Le premier, voire le deuxième et le troisième incendie qui ont démarré mardi semblent être dus à de la négligence. Une cigarette nonchalamment jetée, ou un feu de camp pas complètement éteint, puis attisé par les vents peut causer des dégâts considérables.

Mais dès mercredi, et précisément jeudi, il est devenu évident que quelque chose de plus sinistre se trame. Des feux sont délibérément allumés. Et c’est la conclusion ferme des enquêteurs professionnels, qui ne sont pas du genre à se précipiter vers les médias avec des proclamations dramatiques et infondées.
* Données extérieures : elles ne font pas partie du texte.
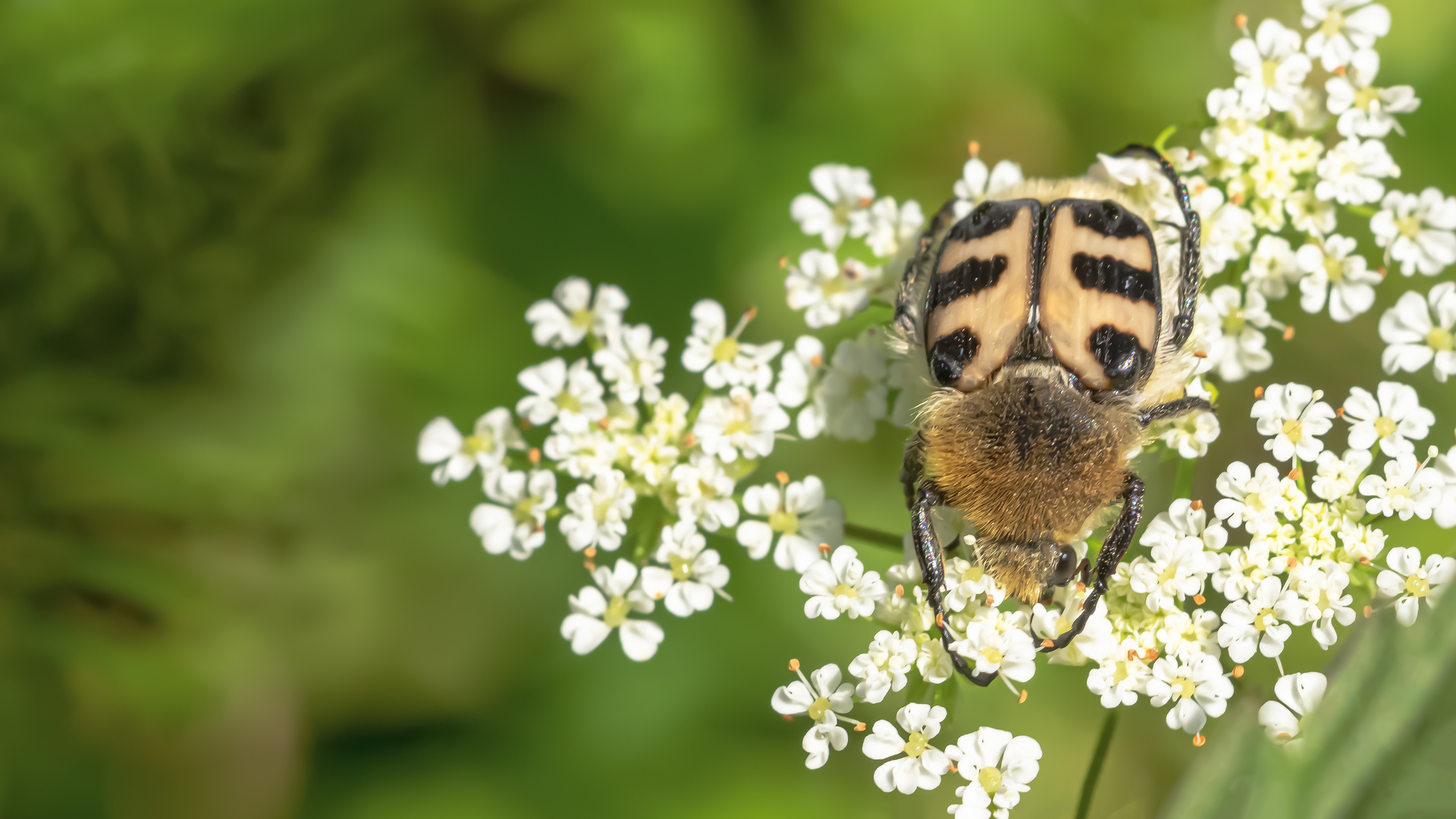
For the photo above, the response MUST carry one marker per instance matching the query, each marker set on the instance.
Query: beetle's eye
(1066, 566)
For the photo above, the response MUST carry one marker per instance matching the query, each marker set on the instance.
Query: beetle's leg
(932, 569)
(1107, 558)
(1172, 410)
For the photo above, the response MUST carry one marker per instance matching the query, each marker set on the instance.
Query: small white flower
(840, 585)
(1294, 416)
(599, 512)
(1408, 580)
(1337, 475)
(1228, 228)
(1122, 676)
(1191, 435)
(843, 190)
(585, 455)
(886, 226)
(632, 363)
(1228, 331)
(742, 423)
(799, 515)
(517, 526)
(566, 319)
(998, 767)
(1197, 691)
(1270, 64)
(571, 397)
(720, 356)
(821, 695)
(459, 455)
(1331, 270)
(1417, 231)
(1363, 110)
(977, 183)
(1301, 694)
(1272, 267)
(693, 576)
(705, 493)
(1310, 215)
(884, 665)
(855, 394)
(924, 764)
(1405, 490)
(1009, 651)
(1338, 31)
(1144, 183)
(1395, 420)
(1351, 172)
(1414, 338)
(1250, 499)
(1326, 602)
(1261, 623)
(1187, 634)
(826, 290)
(1184, 553)
(598, 610)
(967, 585)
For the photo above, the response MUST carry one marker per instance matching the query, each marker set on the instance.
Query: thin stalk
(1183, 483)
(873, 535)
(1104, 741)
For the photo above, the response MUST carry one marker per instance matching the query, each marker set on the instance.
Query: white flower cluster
(1207, 589)
(651, 471)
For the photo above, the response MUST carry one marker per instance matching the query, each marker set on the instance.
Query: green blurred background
(248, 248)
Certains politiciens arabes israéliens ont appelé leur communautés à agir de façon responsable, et à faire ce qu’il faut pour arrêter les feux. D’autres s’en sont remis leurs dénonciations systématiques d’une population israélienne ostensiblement raciste, des incitateurs de droite, qui, soutiennent-ils, entretiennent l’hostilité à l’égard de la population arabe en les accusant à tort d’être des incendiaires.

Ces politiciens auront un peu d’introspection à faire quand les flammes seront éteintes. On ne peut pas s’échapper des faits. C’est une vague d’incendies sans précédent dans l’État souverain, apparemment déclenché pour des motifs nationalistes, mais pas par des Palestiniens de Cisjordanie.

La situation géographique des feux à l’intérieur des frontières israéliennes dévoile une nouvelle réalité triste et bien laide.

La vague d’incendies, le « terrorisme des feux » est attisé par une incitation vicieuse sur les réseaux sociaux arabes, surenchérie par des appels à brûler les sionistes et les juifs.

Ce type d’appels est occasionnellement ponctué de commentaire s’opposant aux attaques incendiaires, mais la plupart des publications sont pleines de haine, d’antisémitisme et de dégoût pour l’État d’Israël et pour les juifs.

Cette incitation antisémite est la pire qui puisse exister.

Et dans un sens, elle intensifie le sentiment qui habite la population israélienne qu’il s’agit ici d’une action organisée par les nationalistes arabes contre l’État d’Israël. Pourtant, les déclarations des commentateurs israéliens qui affirment que nous faisons face à un nouveau type d’intifada sont un peu prématurées.

À l’heure ou j’écris, l’ampleur de ces attentats n’est pas encore déterminée. Nous ne savons pas encore combien de feux ont été causés par des incendies volontaires.

En revanche, c’est assez ironique que le discours israélien qui évoque une intifada soit arrivé aux oreilles du Hamas, qui l’utilise pour encourager ses partisans et inciter les jeunes arabes à allumer des feux.

Depuis jeudi matin, le Hamas a fait largement usage des déclarations des politiques de droite, d’analystes et d’autres qui ont utilisé le terme intifada pour tenter de convaincre les jeunes Palestiniens qu’un nouveau soulèvement se déroulait sous leurs yeux.

Le « terrorisme des incendies » aurait apparemment commencé par quelques individus, qui sont entrés en action quand les premières flammes sont apparues suite à de la négligence et aux conditions météorologiques, et l’incendie a été attisé à partir de là.